In a military context, caisson is a carrier of artillery ammunition. Caisson is also the French term. In British usage, it was usually called a limber.

[edit] Design and use

Fundamentally it is a big box mounted lengthwise along an axle that has a road wheel at each end. Rigidly attached to the middle of the axle is a pole to each side of which a horse is harnessed. The whole is therefore a very basic horse-drawn vehicle. The pole is properly called a limber and it is this which gives the vehicle its British name. The vehicle is used for towing a gun mounted on a similar carriage but with the gun's trail taking the place of the pole. In order to move the whole assembly at consistently high speeds, two further horses are required. These are harnessed with long traces back to the limber.

The box has simple seats on it for the driver and crew. It contains ammunition. The whole is designed so that it can be brought up to its firing position and the three units - gun, limber and horses - rapidly separated so as to bring the gun promptly into action with the horses at a distance, out of harm's way but ready for the withdrawal phase of the action.

In the accompanying photograph, the pole which is the limber proper appears black between the two wheel-horses. The vehicle appears to be specially constructed for funerals but in the military version, the units represented are the limber (caisson), to the left and to it is hitched the trail of the gun, here replaced by a trailer of similar configuration, carrying the coffin (casket). Thus, strictly speaking the coffin is on a symbolic gun-carriage rather than on a symbolic caisson.

Image:IWM-H-20971-Morris-C8-Slaght-Bridge-19420626.jpg
A 25-pdr field gun and limber being towed by a Morris-Commercial Quad, crossing a pontoon bridge in 1942.

[edit] The caisson in American and British culture

The song "The Caissons Go Rolling Along", written during the occupation of the Philippines by the United States of America refers to these; the version adopted as the United States Army's official song has, among other changes, replaced the word caissons with Army.
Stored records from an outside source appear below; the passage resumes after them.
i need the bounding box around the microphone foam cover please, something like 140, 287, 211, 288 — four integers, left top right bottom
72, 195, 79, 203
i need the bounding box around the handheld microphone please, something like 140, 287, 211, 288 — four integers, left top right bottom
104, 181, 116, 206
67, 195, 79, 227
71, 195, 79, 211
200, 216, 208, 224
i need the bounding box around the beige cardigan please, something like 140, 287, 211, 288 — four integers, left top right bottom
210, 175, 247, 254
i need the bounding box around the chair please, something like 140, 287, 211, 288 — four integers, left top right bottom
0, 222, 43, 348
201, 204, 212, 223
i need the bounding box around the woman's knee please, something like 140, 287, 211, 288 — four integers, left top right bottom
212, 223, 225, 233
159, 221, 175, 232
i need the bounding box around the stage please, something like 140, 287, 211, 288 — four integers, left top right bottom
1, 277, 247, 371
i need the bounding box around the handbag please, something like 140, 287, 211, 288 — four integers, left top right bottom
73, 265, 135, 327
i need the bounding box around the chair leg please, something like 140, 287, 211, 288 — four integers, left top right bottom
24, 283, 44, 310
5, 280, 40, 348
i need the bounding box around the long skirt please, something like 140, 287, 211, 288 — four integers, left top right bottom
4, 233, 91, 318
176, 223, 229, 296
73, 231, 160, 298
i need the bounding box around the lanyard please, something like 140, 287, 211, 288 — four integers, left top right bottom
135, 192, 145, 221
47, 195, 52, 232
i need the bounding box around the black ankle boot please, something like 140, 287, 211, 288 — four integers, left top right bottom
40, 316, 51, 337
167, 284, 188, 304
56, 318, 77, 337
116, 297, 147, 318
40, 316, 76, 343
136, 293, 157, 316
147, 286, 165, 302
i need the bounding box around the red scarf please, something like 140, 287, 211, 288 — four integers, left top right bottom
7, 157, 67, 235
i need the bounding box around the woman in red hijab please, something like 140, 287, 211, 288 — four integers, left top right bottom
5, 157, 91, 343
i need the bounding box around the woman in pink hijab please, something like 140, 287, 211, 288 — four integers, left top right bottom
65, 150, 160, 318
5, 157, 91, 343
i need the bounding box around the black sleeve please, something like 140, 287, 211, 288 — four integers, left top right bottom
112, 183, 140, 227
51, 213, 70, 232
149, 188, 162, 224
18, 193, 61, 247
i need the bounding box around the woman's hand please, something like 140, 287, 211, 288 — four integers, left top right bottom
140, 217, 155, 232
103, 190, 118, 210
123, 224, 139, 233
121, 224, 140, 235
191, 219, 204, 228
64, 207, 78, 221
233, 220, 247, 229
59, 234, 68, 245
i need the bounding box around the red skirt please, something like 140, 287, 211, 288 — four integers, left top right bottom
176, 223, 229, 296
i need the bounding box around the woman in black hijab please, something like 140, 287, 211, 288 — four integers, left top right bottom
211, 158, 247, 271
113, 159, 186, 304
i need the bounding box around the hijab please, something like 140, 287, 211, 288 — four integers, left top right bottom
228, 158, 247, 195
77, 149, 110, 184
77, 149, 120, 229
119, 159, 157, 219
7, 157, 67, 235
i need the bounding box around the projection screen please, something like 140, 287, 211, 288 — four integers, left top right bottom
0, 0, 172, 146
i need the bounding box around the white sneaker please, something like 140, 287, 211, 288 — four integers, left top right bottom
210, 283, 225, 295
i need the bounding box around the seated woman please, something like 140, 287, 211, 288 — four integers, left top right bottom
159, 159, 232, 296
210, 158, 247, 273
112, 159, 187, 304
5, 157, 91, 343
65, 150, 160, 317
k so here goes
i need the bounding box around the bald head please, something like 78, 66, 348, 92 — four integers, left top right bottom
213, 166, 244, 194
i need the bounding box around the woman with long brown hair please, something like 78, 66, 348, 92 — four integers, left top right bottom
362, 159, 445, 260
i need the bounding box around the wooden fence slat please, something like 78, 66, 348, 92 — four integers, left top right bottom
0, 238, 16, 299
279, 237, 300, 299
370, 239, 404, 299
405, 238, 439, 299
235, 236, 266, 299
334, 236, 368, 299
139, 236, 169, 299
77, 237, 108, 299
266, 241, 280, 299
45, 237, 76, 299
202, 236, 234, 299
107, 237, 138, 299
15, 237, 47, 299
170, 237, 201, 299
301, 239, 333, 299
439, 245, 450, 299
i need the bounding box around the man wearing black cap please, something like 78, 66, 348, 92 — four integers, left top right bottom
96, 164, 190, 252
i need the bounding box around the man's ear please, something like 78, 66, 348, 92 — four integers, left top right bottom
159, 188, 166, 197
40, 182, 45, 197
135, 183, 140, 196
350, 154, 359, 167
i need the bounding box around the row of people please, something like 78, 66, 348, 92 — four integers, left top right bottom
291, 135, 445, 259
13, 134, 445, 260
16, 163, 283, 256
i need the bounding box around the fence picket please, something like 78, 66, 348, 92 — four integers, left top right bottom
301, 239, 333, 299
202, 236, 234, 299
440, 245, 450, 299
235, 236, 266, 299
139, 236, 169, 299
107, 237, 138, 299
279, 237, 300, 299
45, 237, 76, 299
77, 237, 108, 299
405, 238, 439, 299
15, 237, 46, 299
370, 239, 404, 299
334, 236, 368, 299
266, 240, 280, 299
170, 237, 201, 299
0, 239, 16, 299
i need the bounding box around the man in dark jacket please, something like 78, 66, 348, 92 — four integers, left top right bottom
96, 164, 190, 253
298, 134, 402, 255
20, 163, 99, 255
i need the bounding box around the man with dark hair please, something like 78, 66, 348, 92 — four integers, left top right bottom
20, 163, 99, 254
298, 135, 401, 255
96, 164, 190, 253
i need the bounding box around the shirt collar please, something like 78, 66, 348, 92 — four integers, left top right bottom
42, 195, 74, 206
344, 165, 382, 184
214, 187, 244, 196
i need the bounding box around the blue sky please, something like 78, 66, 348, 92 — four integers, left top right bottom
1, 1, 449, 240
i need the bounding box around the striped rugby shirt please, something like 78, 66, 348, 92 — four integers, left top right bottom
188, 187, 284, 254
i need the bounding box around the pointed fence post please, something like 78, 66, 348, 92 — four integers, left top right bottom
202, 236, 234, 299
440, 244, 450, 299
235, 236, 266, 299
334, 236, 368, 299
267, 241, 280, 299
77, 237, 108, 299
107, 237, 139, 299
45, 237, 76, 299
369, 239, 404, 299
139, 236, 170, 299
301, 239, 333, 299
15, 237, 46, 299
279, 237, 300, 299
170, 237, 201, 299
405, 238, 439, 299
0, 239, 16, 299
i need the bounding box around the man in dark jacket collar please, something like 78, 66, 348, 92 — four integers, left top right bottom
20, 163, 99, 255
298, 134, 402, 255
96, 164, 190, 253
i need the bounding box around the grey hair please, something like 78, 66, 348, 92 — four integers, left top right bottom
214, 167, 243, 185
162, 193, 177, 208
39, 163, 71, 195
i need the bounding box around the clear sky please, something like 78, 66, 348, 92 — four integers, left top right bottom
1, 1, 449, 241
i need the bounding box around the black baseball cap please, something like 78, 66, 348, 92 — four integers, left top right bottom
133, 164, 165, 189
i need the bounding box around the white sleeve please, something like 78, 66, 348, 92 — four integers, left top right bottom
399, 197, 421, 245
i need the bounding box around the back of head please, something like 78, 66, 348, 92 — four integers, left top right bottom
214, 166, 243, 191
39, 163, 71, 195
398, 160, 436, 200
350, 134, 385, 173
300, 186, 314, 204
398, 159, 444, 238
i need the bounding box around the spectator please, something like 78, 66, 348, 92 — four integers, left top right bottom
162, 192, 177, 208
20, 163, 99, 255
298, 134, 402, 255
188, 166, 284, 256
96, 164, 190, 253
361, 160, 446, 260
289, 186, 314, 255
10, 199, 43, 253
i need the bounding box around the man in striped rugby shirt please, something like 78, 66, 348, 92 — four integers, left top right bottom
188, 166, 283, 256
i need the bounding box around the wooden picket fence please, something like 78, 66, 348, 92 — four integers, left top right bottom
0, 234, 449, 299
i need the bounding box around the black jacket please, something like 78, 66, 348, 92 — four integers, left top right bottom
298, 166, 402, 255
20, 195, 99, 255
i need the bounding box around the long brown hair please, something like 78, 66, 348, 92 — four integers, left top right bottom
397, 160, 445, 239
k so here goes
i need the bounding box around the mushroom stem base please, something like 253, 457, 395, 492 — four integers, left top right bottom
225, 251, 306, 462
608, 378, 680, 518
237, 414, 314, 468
Caissons are also used during United States presidential funerals to carry the casket of the deceased president. When the equipage is used in this way for a state funeral in Britain, the coffin is usually placed on a platform mounted on top of the gun and referred to as being carried on a gun carriage. For the funerals of British kings, there is a tradition that the horses be replaced by a detail from the Royal Navy.